If you are running on a macOS/Linux system and, when you try to use some kind of graphical interface through remote SSH X11 remote forwarding, you get an error similar to this:
X Error of failed request: BadValue (integer parameter out of range for operation) Major opcode of failed request: 154 (GLX) Minor opcode of failed request: 3 (X_GLXCreateContext) Value in failed request: 0x0 Serial number of failed request: 61 Current serial number in output stream: 62
Try to do this fix:
- Open a command shell, type, and execute:
$ defaults write org.macosforge.xquartz.X11 enable_iglx -bool true
- Reboot your computer.
- Edit (as root) your Xorg config file and add this:
Section "ServerFlags" Option "AllowIndirectGLX" "on" Option "IndirectGLX" "on" EndSection
- Reboot your computer.
This solves the error most of the time. The error is related to the fact that some OS versions have disabled indirect GLX by default, or disabled it at some point during an OS update.

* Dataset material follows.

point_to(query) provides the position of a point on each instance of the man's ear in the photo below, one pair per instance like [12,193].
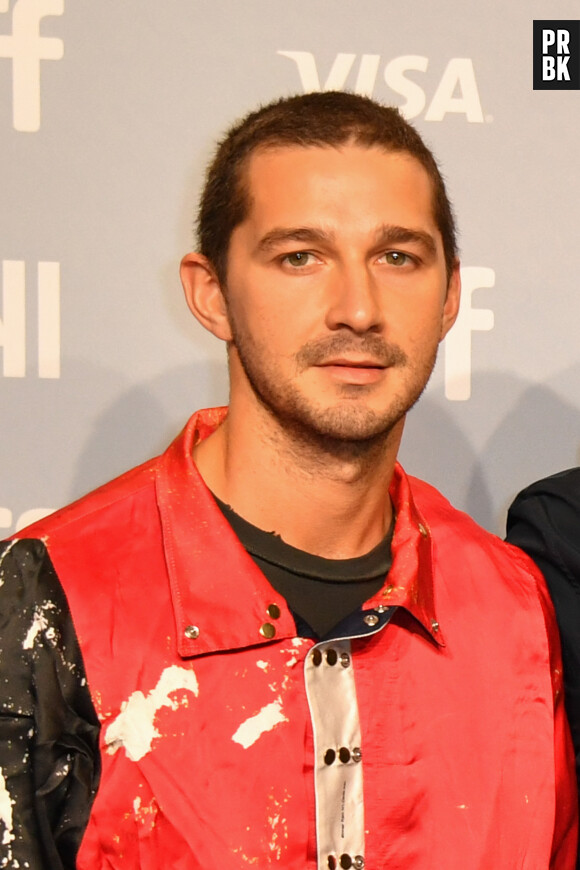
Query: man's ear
[204,295]
[452,300]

Requesting and installing a .X509 user certificate ↩
If you are a BSC employee (and you also have a PRACE account), you may be interested in obtaining and configuring a x.509 Grid certificate. If that is the case, you should follow this guide. First, you should obtain a certificate following the details of this guide (you must be logged in the BSC intranet):
Once you have finished requesting the certificate, you must download it in a “.p12” format. This procedure may be different depending on which browser you are using. For example, if you are using Mozilla Firefox, you should be able to do it following these steps:
- Go to “Preferences”.
- Navigate to the “Privacy & Security” tab.
- Scroll down until you reach the “Certificates” section. Then, click on “View Certificates…”
- You should be able to select the certificate you generated earlier. Click on “Backup…”.
- Save the certificate as “usercert.p12”. Give it a password of your choice.
Once you have obtained the copy of your certificate, you must set up your environment in your HPC account. To acomplish that, follow these steps:
- Connect to dt02.bsc.es using your PRACE account.
- Go to the GPFS home directory of your HPC account and create a directory named “.globus”.
- Upload the .p12 certificate you created earlier inside that directory.
- Once you are logged in, insert the following commands (insert the password you chose when needed):
module load prace globus cd ~/.globus openssl pkcs12 -nocerts -in usercert.p12 -out userkey.pem chmod 0400 userkey.pem openssl pkcs12 -clcerts -nokeys -in usercert.p12 -out usercert.pem chmod 0444 usercert.pem
Once you have finished all the steps, your personal certificate should be fully installed.